Evaluation of neural function and sample collection

The recovery of neural function was evaluated by modified neurological severity (mNSS) scores at 3 h, 6 h, 12 h, 24 h, and 48 h after surgery.(Chen et al., 2001). The mNSS score test includes the assessment of motor, sensory, balance, and reflex functions. The tests were conducted by observers who were blinded to the experimental conditions and treatments. The mNSS score was graded on a scale of 0 to 14, normal score 0; maximal deficit score 14. One score point is awarded for the inability to perform the test or for the lack of a tested reflex: 10–14, severe; 5–9, moderate; and 1–4, mild injury.

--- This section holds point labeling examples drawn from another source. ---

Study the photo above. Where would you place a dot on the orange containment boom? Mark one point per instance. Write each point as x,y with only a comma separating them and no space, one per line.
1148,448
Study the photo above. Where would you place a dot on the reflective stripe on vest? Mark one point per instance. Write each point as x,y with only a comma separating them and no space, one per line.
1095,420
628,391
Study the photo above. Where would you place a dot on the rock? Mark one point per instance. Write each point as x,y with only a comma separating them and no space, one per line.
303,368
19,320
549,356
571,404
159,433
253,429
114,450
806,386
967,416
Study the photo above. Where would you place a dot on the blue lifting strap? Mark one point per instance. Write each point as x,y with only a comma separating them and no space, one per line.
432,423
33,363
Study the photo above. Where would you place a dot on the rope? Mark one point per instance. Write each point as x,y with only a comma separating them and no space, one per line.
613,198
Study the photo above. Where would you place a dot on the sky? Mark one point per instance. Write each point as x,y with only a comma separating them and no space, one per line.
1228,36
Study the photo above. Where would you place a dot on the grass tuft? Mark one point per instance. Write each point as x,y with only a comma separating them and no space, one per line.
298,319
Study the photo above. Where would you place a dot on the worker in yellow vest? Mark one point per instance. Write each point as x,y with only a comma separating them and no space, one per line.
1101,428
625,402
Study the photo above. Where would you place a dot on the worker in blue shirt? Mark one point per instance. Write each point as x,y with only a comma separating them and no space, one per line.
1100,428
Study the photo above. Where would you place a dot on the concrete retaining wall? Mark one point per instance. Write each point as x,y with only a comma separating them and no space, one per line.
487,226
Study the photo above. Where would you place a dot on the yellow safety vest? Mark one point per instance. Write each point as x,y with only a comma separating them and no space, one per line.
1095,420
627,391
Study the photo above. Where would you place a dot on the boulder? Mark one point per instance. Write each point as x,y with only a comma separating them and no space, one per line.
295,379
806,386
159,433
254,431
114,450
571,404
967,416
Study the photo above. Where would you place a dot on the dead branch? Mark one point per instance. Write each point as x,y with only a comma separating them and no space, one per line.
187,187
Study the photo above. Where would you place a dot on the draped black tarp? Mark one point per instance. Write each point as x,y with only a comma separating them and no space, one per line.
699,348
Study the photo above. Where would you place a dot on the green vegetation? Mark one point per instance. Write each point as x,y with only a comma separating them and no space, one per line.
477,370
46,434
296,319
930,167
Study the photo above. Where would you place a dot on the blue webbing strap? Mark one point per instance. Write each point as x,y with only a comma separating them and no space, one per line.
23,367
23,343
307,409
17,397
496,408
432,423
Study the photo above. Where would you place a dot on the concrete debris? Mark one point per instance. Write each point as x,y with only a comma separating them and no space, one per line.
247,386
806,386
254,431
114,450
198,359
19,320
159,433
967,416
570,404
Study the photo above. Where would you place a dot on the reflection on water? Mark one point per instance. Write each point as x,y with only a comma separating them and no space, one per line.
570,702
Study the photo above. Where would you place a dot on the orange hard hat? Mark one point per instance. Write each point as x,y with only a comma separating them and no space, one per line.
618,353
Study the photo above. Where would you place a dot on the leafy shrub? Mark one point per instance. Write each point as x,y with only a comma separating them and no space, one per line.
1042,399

Following the evaluation of neural function, the animals were sacrificed using chloral hydrate. The sternum cut to expose the heart, and the left ventricle injected with 0.2 ml 1% heparin sodium. Aortic vessel was performed via the left ventricle and the auricula dextra was cut. The blood vessels were quickly perfused with 150 ml normal saline. After perfusion, the rats were decapitated to obtain brain tissue from cranium without traumatization. The brain tissue of the area peripheral to the injury was carefully extracted, divided into two parts along the midline of the injury. One part was stored in 4% paraformaldehyde for HE stain, immunohistochemical, and TUNEL method, the other stored in a − 80 °C refrigerator for polymerase chain reaction (PCR) and Western blot analysis.

Laboratory tests

Reverse transcription-quantitative polymerase chain reaction

Total RNA was extracted from the frozen brain tissue by routine methods and quality tested by 1% agarose gel electrophoresis. Reverse transcription was performed using the TIANScript RT Kit. A 12-to-18-μl reaction mixture containing 3 μl of template RNA and 0.5 μl of primer (50 μM) was prepared, heated to 70 °C for 5 min for denaturation, and then quickly cooled on ice for over 2 min. The template RNA/primer denatured solution was precipitated by several seconds of centrifugation. The reverse transcription (RT) reaction system included template RNA/primer pellet, 5 μl of 5 × M-MLV buffer, 1.25 μl of dNTP mixture (10 mm of each nucleotide), 25 U of RNase inhibitor (40 U/μl), 200 U of M-MLV (200 U/μl), and RNase-free dH2O in a total volume of 25 μl. The RT reaction was run at 42 °C for 2 h and 95 °C for 15 min. Real-time PCR was performed using a SYBR FAST qPCR Kit (KAPA Biosystems, USA). The amplified Histone H1, Histone H2A, Histone H4, TLR4, and NF-κB were 182, 125, 94, 105, and 113 bp, respectively (Table 1). The 2-ΔΔCT method was used to calculate relative expression levels of target mRNAs. GAPDH was used as internal control.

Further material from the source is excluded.